Le résultat de ma petite enquête est qu’il y a à Strasbourg depuis quelques semaines une scission profonde entre Alsaciens et Allemands : les uns ne jurant que par les communiqués du grand quartier général, les autres n’en croyant pas un traître mot ; ceux-ci estimant tous les Alsaciens des traîtres et des espions, ceux-là traitant les Allemands de gens sans foi ni loi.

Rentré à la Vignette fort tard dans la nuit, je repasse avant de m’endormir les multiples impressions de la journée, et je rêve, ma foi, que les Français sont à Strasbourg et que l’hôtel du père N... est plein d’officiers.
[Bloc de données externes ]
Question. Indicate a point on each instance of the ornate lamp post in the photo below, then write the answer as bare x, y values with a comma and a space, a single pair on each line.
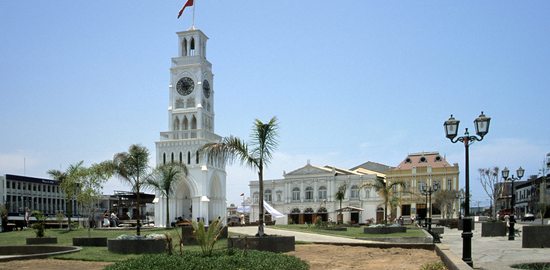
512, 219
428, 190
451, 130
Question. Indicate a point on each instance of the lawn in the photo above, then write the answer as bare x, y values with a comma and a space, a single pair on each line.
352, 232
65, 238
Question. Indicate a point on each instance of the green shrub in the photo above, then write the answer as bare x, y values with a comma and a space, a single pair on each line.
251, 260
433, 266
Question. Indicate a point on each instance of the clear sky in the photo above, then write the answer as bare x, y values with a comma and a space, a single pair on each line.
350, 81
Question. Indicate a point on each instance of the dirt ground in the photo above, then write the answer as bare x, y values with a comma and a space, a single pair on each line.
318, 256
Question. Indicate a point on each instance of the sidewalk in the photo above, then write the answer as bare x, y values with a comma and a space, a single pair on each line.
299, 236
495, 252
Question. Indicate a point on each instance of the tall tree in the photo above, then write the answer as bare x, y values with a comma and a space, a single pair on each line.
70, 182
263, 142
340, 196
386, 191
444, 200
91, 188
164, 178
133, 168
492, 186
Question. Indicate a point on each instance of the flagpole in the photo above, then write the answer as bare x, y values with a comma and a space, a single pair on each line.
194, 5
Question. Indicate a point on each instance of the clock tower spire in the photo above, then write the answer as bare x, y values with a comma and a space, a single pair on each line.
201, 195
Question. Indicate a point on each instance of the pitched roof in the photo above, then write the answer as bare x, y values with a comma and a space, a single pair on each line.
373, 166
423, 159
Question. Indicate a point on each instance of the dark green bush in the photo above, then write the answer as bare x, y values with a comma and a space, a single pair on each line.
250, 259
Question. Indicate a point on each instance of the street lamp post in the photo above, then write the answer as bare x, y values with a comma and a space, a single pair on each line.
512, 219
451, 130
428, 190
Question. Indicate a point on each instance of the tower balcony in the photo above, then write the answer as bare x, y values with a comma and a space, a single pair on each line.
188, 135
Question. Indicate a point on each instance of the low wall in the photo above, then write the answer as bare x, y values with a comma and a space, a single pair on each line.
272, 243
537, 236
133, 246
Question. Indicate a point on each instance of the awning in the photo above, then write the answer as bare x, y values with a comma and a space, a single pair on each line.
350, 209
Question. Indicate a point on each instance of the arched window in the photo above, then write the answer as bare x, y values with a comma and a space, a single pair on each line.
184, 47
354, 192
194, 122
296, 194
185, 123
279, 195
322, 193
176, 123
267, 195
309, 194
192, 47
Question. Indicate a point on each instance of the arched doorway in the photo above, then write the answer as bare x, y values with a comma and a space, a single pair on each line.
323, 214
308, 215
294, 216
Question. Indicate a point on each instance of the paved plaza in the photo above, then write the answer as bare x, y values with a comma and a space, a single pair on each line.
487, 252
495, 252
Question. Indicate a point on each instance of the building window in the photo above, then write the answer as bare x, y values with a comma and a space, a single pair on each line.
267, 195
295, 194
322, 193
309, 194
354, 192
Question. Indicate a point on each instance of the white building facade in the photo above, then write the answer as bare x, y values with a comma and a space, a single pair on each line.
308, 193
190, 126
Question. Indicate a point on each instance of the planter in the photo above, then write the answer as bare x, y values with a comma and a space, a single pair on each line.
90, 241
491, 229
41, 240
384, 230
189, 238
136, 246
537, 236
272, 243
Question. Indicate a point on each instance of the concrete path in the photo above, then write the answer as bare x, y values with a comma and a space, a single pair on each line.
299, 236
495, 252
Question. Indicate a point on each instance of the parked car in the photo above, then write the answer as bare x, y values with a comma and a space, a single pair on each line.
528, 217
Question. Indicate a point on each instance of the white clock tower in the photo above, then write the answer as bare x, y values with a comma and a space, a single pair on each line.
191, 125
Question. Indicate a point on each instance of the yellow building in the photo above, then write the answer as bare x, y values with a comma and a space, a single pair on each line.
428, 171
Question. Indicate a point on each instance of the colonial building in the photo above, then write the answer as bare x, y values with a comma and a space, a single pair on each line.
309, 192
423, 169
21, 193
190, 126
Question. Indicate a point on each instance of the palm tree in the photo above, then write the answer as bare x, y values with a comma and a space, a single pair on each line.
340, 195
263, 143
386, 191
133, 167
164, 179
69, 182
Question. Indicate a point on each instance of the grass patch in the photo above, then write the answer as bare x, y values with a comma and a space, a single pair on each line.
352, 232
230, 260
65, 238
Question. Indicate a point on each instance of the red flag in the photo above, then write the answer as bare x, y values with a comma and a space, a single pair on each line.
187, 4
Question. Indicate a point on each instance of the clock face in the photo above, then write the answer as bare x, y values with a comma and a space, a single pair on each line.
185, 86
206, 88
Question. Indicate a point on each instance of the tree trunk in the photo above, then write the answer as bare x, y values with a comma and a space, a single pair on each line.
261, 201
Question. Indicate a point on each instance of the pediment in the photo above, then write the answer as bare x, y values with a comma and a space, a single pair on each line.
309, 170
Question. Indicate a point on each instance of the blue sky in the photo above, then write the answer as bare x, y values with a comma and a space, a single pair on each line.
350, 82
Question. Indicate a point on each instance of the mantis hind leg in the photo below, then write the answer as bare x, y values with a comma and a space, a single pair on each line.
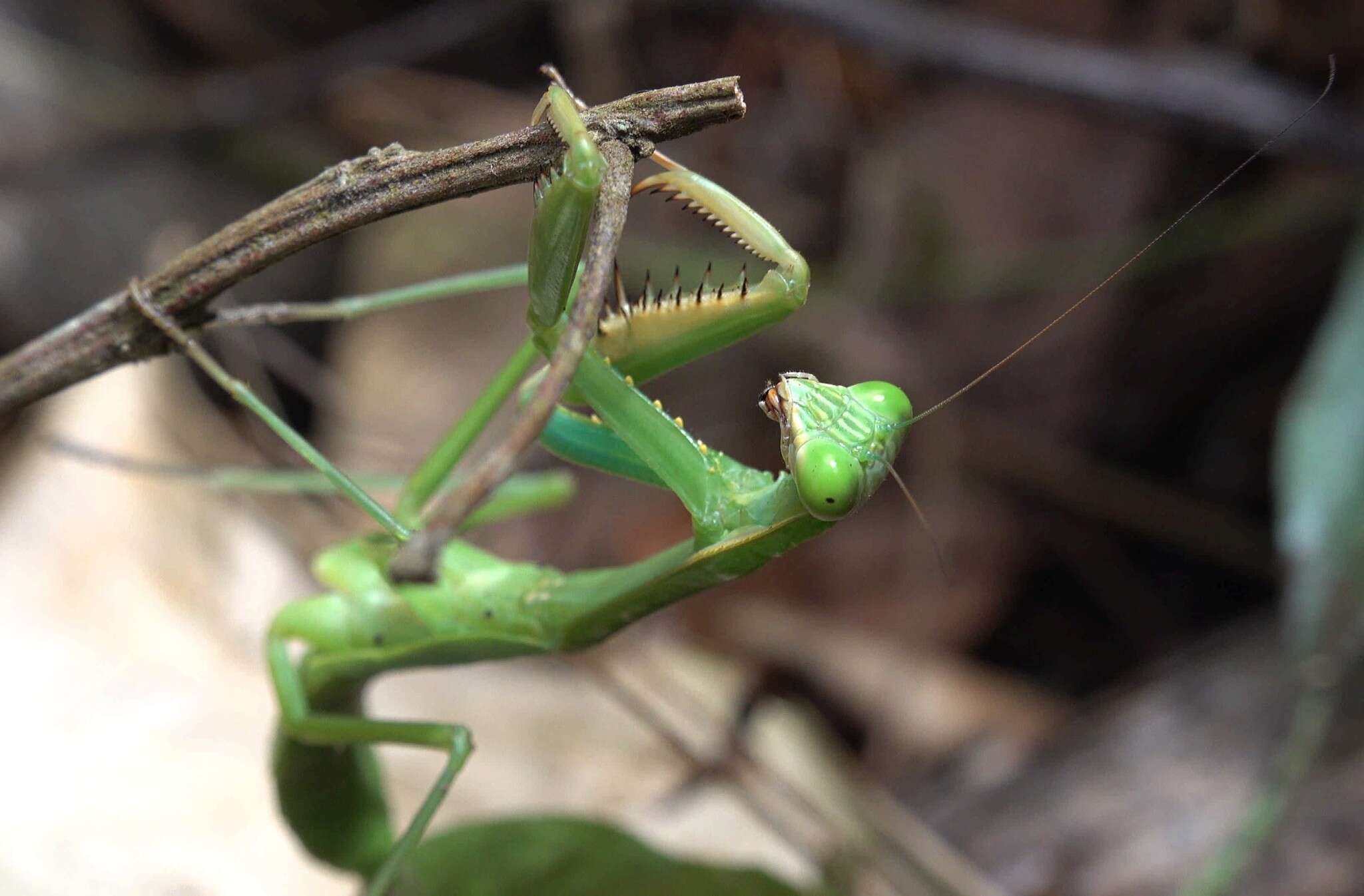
351, 832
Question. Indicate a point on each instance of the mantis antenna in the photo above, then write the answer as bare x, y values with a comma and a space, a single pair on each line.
1142, 251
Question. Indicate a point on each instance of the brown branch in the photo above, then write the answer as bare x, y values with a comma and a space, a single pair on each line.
344, 197
418, 558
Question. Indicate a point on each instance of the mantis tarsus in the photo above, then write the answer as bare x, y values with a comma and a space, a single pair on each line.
838, 445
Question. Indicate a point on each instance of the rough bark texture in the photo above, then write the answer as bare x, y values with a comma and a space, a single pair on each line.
344, 197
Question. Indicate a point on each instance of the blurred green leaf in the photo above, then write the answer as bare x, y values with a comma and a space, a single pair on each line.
1319, 469
569, 857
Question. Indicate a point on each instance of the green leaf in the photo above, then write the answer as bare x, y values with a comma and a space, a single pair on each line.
1319, 469
569, 857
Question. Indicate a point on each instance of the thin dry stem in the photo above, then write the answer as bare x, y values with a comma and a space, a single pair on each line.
418, 558
384, 183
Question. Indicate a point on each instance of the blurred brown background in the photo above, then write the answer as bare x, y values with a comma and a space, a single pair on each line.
1081, 708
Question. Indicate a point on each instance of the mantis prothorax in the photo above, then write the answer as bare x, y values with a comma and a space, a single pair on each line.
838, 445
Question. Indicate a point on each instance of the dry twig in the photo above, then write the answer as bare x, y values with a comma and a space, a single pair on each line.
344, 197
418, 558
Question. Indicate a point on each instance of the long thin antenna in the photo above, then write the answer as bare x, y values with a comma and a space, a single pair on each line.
1160, 236
928, 529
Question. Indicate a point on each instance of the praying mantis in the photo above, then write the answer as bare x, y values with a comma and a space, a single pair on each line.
838, 445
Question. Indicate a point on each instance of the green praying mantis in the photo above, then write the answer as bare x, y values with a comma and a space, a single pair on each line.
838, 445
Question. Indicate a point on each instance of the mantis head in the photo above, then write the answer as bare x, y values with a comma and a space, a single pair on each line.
839, 442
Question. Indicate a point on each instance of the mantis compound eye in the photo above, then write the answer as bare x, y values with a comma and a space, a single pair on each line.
829, 479
886, 400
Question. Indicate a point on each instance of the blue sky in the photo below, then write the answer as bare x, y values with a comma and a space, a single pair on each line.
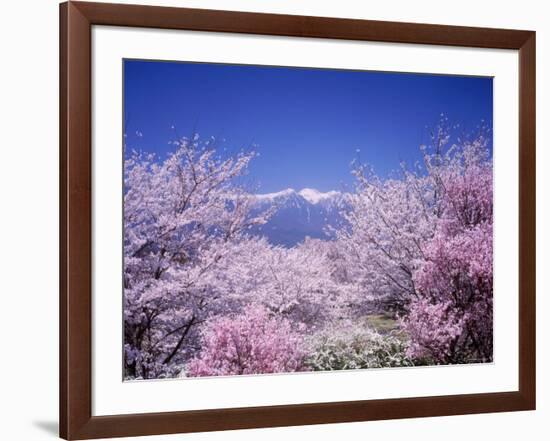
308, 124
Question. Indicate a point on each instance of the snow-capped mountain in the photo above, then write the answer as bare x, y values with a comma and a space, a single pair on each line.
299, 214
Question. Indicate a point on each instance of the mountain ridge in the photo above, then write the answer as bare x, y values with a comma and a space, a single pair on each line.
299, 214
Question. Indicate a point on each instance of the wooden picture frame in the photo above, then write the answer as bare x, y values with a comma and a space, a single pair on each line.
76, 21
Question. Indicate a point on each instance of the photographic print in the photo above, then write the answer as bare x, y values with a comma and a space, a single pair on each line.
281, 220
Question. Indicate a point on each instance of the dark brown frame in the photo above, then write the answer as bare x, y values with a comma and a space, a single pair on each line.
76, 420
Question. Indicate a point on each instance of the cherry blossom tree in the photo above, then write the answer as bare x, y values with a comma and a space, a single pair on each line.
254, 342
182, 219
421, 245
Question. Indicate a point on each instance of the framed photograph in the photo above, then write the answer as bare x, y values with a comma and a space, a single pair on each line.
272, 220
6 octobre. — Nos enfants, qui avant la guerre se souciaient fort peu des questions politiques, sont devenus depuis très français. Ces jours-ci nous avions la visite d’un monsieur, et Paulot s’approcha de sa mère pour lui demander à voix basse : « Est-ce que ce monsieur a des sentiments français ? »


8 octobre. — Une carte de George [1] datée de Montigny. Il s’attend à partir pour la Belgique. Tout cela me laisse un peu rêveur. D’abord il était devant Épinal dont il nous annonçait la chute comme imminente ; puis devant Toul, même chanson., Je ne comprends rien à ces allées et venues.


10 octobre. — Lienhardt [2] a cru devoir publier dans la Frankfurter un article sur l’Alsace. Il dit que, depuis la guerre, et cela du jour au lendemain, elle a été métamorphosée. Finies les conversations en français : tout le monde s’aborde en allemand ou en alsacien ; on est heureux d’être débarrassé des nationalistes qui exerçaient une tyrannie sur l’opinion publique, on se sent irrévocablement uni à l’Allemagne et l’on fait des vœux pour sa victoire.

En lisant cela, tout lecteur s’imagine que cet abandon du français a été spontané : or, il n’est que l’effet d’arrêtés idiots : ces sentiments allemands, si vraiment ils se manifestent tels que Lienhardt les décrit, sont de pure surface. Par suite de toutes les mesures vexatoires qu’on leur impose, de toutes les

  1. Un des neveux de M. Spindler qui servait dans l’armée allemande.
  2. Poète alsacien et pangermaniste.